Typical fine-tuning jobs for LLMs merge the adapter weights with the original base model, but using software such as Hugging Face’s PEFT library allows for fine-tuning with adapter separation.

Follow the steps outlined in this AWS Machine Learning blog post to fine-tune Meta’s Llama 2 and get the separated LoRA adapter in Amazon S3.

[Optional] Use adapters from Amazon S3

LoRAX can pull adapter files from Amazon S3 at runtime. You can use this capability by adding adapter_id and adapter_source within the body of the request. The first time a new adapter is requested, it can take some time to load into the server, but requests afterwards will load from server memory. This is the optimal method when running LoRAX in production environments compared to importing from Hugging Face because it doesn’t involve runtime dependencies.

curl 127.0.0.1:8080/generate 
-X POST 
-d '{
  "inputs": "What is process mining?",
  "parameters": {
    "max_new_tokens": 64,
    "adapter_id": "<your-adapter-s3-bucket-path>",
    "adapter_source": "s3"
  }
}' 
-H 'Content-Type: application/json'

[Optional] Use custom models from Amazon S3

LoRAX also can load custom language models from Amazon S3. If the model architecture is supported in the LoRAX documentation, you can specify a bucket name to pull the weights from, as shown in the following code example. Refer to the previous optional section on separating adapter weights from base model weights to customize your own language model.

volume=$PWD/data
bucket_name=<s3-bucket-name>
model=<model-directory-name>

docker run --gpus all --shm-size 1g -e PREDIBASE_MODEL_BUCKET=$bucket_name -p 8080:80 -v $volume:/data ghcr.io/predibase/lorax:latest --model-id $model

Reliable deployments using Amazon S3 for model and adapter storage

Storing models and adapters in Amazon S3 offers a more dependable solution for consistent deployments compared to relying on third-party services such as Hugging Face. By managing your own storage, you can implement robust protocols so your models and adapters remain accessible when needed. Additionally, you can use this approach to maintain version control and isolate your assets from external sources, which is crucial for regulatory compliance and governance.

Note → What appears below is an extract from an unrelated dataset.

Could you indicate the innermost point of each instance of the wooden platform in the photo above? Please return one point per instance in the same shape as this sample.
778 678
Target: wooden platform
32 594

For even greater flexibility, you can use virtual file systems such as Amazon EFS or Amazon FSx for Lustre. You can use these services to mount the same models and adapters across multiple instances, facilitating seamless access in environments with auto scaling setups. This means that all instances, whether scaling up or down, have uninterrupted access to the necessary resources, enhancing the overall reliability and scalability of your deployments.

Cost comparison and advisory on scaling

Using the LoRAX inference containers on EC2 instances means that you can drastically reduce the costs of hosting multiple fine-tuned versions of language models by storing all adapters in memory and swapping dynamically at runtime. Because LLM adapters are typically a fraction of the size of the base model, you can efficiently scale your infrastructure according to server usage and not by individual variant utilization. LoRA adapters are usually anywhere from 1/10th to 1/4th the size of the base model. But, again, it depends on the implementation and complexity of the task that the adapter is being trained on or for. Regular adapters can be as large as the base model.

In the preceding example, the model adapters resultant from the training methods were 5 MB.

Though this storage amount depends on the specific model architecture, you can dynamically swap up to thousands of fine-tuned variants on a single instance with little to no change to inference speed. It’s recommended to use instances with around 150% GPU memory to model and variant size to account for model, adapter, and KV cache (or attention cache) storage in VRAM. For GPU memory specifications, refer to Amazon ECS task definitions for GPU workloads.

Depending on the chosen base model and the number of fine-tuned adapters, you can train and deploy hundreds or thousands of customized language models sharing the same base model using LoRAX to dynamically swap out adapters. With adapter swapping mechanisms, if you have five fine-tuned variants, you can save 80% on hosting costs because all the custom adapters can be used in the same instance.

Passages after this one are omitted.